Using the `array_from_url` function, load the following two data sets into memory using the variable names provided:

- variable: `areas`
    - URL: `"https://raw.githubusercontent.com/jakevdp/data-USstates/master/state-areas.csv"`
    - column: `"area (sq. mi)"`
- variable: `populations`
    - URL: `"https://raw.githubusercontent.com/jakevdp/PythonDataScienceHandbook/master/notebooks/data/state-population.csv"`
    - column: `"population"`

Compute a new variable: `pop_density` containing the population density of each of the states (plus D.C. and Puerto Rico).
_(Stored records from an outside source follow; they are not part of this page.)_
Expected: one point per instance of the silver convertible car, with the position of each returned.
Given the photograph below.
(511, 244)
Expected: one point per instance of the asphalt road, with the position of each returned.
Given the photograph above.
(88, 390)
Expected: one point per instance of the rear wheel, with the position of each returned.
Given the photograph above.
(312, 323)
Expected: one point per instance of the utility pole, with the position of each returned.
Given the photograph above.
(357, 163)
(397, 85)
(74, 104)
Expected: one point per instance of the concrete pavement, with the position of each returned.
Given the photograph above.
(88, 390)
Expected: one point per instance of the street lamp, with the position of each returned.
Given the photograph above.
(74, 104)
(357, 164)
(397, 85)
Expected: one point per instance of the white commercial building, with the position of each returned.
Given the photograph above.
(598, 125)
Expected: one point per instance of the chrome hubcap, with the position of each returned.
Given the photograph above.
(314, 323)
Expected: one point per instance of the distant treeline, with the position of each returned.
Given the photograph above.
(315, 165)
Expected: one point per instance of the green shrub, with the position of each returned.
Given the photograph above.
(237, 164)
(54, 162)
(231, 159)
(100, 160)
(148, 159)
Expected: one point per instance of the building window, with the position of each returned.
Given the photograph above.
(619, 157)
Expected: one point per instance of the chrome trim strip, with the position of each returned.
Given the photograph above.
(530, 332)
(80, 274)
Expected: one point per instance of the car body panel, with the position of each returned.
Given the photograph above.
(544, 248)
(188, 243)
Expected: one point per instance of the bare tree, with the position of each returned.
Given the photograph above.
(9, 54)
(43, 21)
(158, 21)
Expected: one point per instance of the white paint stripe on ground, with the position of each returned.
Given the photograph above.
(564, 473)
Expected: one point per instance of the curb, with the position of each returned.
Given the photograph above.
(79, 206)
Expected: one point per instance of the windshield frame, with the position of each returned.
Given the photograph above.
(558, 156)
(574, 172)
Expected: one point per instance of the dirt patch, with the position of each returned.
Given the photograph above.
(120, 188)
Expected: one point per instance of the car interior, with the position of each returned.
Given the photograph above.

Population density is defined as the population divided by the area.

Use this NumPy array to answer the following questions.

- Which state has the highest population density and what is it?
- Which territory has the highest population density and what is it?
- What is the mean population density of just the United States in 2012?
- What is the mean population density of the United States and territories in 2012?

---

### Problem 2

Using the `array_from_url` function, load the following two data sets into memory using the variable names provided:

- variable: `titanid`
    - URL: `"https://raw.githubusercontent.com/datasciencedojo/datasets/master/titanic.csv"`
    - column: `"age"`



Answer the following questions:

- What are the minimum, maximum, and mean ages of the following types of passengers on the Titanic?
    - All passengers
    - Survivors 
    - Those that died
- What are the percentage of male passengers that died?
- What are the percentage of female passengers that died?


---

### Problem 3

Define the following function:

```python
def titanic_structured():
    import pandas as pd, numpy as np
    data = pd.read_csv("https://raw.githubusercontent.com/datasciencedojo/datasets/master/titanic.csv")
    cols = ['survived', 'pclass', 'sex', 'age', 'fare']
    sarray = np.zeros(len(data), dtype={'names':cols,'formats':('i4','i4','U10','f8','f8')})
    sarray['survived'] = data.Survived
    sarray['pclass'] = data.Pclass
    sarray['sex'] = data.Sex
    sarray['age'] = data.Age
    sarray['fare'] = data.Fare
    return sarray
```

Assign the output of this function to a new variable `titanic_new`, and answer the following questions:

- What is the average age of men that survived?
- What is the average age of women that survived?
- What is the [mode](https://www.mathsisfun.com/definitions/mode.html) of the class of survivors?
- What is the mode of the class of those that died?